28 Mayıs 2012 Pazartesi

Okurken..

                       

                                    "Ah okumaya başlamadan önce çiçeklere su vermek lazımdır."  
                                                                                         Melih Cevdet Anday




"... Çünkü Başak bu, bir işporta tezgahında dönüp duran oyuncak treni seyreden, alçıdan yapılma köpek, ördek, melek heykellerine bakan, çiçekçi kulübelerinin yanından geçerken içinde bir boşluk hisseden Başak. Baksa şehir yerinde değilmiş, gökyüzü yerinde değilmiş gibi bir boşluk. Üzerine bir kedi sıçramış da bütün kuşlar korkup uçmuş gözden uzağa, öyle bir boşluk; Başak muhtemel bir ufuktan yoksun kalmış, üzülmüş bir süre yokuş aşağı, sokağın sonundaki kahveye doğru, darmadağın olmuş sandalyeler, çay bardakları, öyle bir boşluk, ta burdan oraya kemandan piyanoya şarkının başından sonuna."

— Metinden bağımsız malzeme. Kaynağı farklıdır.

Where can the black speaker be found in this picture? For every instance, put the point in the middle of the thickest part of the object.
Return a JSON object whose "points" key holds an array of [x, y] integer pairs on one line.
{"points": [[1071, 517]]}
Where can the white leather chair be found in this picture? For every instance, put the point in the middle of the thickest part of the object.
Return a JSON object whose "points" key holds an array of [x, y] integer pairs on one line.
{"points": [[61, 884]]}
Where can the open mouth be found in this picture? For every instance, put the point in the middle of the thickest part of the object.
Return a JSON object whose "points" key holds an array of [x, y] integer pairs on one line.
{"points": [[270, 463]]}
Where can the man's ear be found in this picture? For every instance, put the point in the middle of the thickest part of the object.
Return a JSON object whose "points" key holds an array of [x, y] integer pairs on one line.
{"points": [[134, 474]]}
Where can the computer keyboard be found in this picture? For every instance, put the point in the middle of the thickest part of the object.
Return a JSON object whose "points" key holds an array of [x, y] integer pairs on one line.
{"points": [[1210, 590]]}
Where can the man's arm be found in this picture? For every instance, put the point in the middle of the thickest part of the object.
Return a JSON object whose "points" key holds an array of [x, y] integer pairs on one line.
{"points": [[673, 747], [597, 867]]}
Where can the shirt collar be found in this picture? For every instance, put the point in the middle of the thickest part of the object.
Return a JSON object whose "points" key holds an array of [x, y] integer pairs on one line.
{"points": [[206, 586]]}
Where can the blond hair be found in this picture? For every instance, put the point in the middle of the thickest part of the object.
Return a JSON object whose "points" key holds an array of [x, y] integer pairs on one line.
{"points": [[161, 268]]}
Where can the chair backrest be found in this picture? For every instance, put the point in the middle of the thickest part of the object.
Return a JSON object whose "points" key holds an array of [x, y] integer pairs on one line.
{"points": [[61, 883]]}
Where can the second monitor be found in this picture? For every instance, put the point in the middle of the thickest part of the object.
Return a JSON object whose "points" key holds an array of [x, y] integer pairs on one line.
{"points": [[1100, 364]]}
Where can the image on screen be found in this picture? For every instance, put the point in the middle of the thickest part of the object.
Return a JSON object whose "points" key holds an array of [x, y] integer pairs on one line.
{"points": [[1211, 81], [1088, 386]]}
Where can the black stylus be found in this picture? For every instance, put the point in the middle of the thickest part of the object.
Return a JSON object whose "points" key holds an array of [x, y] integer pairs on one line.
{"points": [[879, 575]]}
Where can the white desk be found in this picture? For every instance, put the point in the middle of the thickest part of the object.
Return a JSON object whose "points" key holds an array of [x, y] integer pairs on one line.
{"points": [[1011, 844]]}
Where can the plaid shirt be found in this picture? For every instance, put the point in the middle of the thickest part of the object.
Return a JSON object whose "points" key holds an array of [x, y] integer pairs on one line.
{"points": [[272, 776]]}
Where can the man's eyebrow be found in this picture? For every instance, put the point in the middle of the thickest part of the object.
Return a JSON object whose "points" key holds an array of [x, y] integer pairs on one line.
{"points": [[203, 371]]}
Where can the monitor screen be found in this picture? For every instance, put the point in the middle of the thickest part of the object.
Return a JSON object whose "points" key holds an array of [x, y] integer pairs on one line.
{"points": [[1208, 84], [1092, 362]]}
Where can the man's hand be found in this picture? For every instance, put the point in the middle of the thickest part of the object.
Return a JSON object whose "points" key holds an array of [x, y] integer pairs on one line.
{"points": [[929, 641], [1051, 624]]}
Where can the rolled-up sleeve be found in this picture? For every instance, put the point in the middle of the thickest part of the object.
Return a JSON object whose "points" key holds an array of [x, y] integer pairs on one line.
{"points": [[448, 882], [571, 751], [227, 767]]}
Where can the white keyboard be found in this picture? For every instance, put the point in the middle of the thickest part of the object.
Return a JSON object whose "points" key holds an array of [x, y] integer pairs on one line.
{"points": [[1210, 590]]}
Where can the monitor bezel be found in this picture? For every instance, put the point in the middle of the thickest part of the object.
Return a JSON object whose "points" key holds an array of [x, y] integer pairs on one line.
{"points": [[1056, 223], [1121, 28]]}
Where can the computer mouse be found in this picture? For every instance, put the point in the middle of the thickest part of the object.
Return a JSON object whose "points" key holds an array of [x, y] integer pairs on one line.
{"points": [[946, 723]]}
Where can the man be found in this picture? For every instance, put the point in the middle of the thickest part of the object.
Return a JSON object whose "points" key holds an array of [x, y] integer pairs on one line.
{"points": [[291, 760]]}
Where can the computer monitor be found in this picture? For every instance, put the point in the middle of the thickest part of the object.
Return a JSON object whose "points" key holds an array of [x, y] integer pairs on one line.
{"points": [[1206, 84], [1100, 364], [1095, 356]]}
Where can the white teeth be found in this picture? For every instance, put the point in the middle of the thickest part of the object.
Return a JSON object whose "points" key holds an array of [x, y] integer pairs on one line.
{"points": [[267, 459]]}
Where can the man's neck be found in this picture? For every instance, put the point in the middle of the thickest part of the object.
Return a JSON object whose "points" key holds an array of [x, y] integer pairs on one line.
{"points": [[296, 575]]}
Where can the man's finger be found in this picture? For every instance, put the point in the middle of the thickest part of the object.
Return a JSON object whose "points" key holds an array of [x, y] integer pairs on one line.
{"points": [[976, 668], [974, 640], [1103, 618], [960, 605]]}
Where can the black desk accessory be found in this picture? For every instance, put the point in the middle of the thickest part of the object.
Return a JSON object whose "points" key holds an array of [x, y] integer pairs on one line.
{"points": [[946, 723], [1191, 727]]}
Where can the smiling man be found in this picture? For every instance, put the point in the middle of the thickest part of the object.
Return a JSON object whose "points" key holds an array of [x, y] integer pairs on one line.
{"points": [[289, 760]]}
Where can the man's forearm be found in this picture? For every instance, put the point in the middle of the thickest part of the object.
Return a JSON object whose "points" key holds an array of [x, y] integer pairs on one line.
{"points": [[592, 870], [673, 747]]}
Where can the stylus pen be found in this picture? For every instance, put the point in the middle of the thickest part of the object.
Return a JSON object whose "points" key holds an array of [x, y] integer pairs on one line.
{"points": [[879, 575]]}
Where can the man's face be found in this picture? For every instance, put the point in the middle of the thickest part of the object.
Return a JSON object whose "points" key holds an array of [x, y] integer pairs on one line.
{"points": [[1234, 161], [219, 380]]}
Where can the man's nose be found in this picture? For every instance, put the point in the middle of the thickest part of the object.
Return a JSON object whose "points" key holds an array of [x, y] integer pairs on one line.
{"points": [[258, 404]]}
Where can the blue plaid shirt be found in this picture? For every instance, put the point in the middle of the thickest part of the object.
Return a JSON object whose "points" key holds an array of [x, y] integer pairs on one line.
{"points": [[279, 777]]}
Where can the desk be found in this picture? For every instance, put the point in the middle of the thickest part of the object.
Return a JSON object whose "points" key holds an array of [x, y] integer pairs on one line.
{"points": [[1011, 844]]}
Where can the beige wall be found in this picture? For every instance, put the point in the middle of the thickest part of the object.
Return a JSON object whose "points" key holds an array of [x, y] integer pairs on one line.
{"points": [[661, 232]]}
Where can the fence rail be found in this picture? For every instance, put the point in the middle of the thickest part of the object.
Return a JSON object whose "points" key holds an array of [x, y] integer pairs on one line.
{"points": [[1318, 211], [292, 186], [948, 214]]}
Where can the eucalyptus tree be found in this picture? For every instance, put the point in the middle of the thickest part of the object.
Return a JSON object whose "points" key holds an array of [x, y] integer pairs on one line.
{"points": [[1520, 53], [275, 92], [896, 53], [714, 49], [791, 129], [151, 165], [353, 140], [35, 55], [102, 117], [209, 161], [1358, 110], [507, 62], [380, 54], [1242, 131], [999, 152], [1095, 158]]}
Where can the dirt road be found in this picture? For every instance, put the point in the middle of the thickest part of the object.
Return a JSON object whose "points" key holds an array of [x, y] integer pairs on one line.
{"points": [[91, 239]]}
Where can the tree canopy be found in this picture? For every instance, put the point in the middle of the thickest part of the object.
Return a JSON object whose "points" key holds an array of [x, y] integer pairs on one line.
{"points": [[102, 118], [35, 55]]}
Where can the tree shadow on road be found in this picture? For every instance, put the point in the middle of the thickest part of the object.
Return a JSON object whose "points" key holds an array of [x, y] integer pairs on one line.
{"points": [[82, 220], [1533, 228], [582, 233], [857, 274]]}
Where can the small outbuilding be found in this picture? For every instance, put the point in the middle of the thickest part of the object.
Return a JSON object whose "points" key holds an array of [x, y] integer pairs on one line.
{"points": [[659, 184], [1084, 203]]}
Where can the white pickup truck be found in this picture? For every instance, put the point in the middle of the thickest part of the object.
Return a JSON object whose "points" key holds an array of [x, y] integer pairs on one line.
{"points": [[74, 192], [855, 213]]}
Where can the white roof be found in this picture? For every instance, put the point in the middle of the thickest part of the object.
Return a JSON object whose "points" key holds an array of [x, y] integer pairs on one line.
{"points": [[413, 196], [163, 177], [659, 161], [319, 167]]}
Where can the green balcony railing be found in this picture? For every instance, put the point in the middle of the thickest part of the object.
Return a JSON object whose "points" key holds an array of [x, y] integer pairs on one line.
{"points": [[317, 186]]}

                                                                          'Bir Süre Yere Paralel Gittikten Sonra '

                                                                                   Barış Bıçakçı




               "Bir öğleden sonra sahilde oturmuş kitap okurken koşarak önümden geçtiğini gördüm, biraz ileride durup geri döndü ve "Biliyor musun?" dedi nefes nefese, "Emre'nin ayağına deniz kestanesi battı!", "Öyle mi!" dedim, onun hoşuna gideceğini düşündüğüm şaşkın bir yüz ifadesi takınarak, "Peki şimdi nerede?" , "Ayağında!" diye bağırdı çın çın, sonra da koşarak uzaklaştı. Ah, öznelerin farklılığı öldürecek beni. O zaman çok güldürmüştü ama şimdi öldürecek. Herkesin cümlesi aynı bile olsa öznesi farklı ve gramer hiçbir işe yaramıyor. Gravyer bile daha iyi olabilir. Demek istediğim, özne hiçbir zaman ben olmadım. Özne hep deniz kestanesiydi."

                                                                                        'Veciz Sözler'
   
                                                                                       Barış Bıçakçı







                     Seviyorum Barış Bıçakçı'yı. Bunun sebebi sadece O'nun kitaplarında hep asıl kahramanın Ankara olması ve benim de  Ankara'da yaşıyor olmam değil elbette. Bu şehre ilk geldiğimde hissettiğim kalabalık öğrenci evlerinin o kırık hüznü var kitaplarında.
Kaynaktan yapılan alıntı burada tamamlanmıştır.